Com o desenvolvimento da empresa muitos empresários encontram óbices, seja na maneira como a administração se portou, seja na inexequibilidade do objeto social, ou por fatores externos, alheios à vontade do ser empresarial. Estes óbices podem se tornar um martírio na vida social, principalmente, porque qualquer atividade empresarial ao envolver riscos, também envolve investimentos e quando estes não retornam para a sociedade e para os sócios, o empresário pode enfrentar a falência, aqui denominada como econômica[11].

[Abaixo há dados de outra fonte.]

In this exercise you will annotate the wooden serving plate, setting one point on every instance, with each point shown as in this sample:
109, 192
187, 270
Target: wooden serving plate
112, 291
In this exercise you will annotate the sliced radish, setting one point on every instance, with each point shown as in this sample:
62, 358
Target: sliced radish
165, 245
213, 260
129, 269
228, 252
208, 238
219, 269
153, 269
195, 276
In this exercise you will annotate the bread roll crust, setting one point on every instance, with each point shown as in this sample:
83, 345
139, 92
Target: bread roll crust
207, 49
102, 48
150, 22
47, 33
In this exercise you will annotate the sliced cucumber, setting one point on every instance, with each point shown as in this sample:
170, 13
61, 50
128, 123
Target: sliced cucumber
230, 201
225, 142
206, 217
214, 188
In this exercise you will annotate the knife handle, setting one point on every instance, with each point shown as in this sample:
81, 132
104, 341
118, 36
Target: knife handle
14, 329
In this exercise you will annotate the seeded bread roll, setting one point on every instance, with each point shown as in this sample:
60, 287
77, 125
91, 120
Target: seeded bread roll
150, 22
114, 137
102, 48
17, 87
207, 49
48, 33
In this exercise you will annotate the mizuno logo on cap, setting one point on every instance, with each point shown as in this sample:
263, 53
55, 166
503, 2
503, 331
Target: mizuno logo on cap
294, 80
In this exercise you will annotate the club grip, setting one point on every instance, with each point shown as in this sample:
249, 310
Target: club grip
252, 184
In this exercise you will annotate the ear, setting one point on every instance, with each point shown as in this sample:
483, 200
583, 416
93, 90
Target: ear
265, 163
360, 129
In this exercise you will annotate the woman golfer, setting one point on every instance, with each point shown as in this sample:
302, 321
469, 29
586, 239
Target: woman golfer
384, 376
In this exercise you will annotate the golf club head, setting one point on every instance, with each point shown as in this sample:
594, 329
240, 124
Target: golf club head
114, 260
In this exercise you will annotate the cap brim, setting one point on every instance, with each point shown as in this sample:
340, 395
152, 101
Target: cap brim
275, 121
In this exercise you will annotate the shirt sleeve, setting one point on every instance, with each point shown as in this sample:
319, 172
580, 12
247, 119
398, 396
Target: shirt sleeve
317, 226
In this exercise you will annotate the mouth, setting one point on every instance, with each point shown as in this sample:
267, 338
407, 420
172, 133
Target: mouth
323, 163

Muitos empresários optam, nos casos citados, em “baixar as portas” do ponto[12] onde exerciam a atividade, com a finalidade de aguardar um momento mais adequado para o reinício da atividade ou, por não terem qualquer perspectiva de prosperidade alguma largam o empreendimento.
A diferença entre a paralisação da atividade e a dissolução irregular da sociedade empresária é tênue, mas que contende das obrigações sociais contraídas serem repercutidas no âmbito pessoal de cada sócio.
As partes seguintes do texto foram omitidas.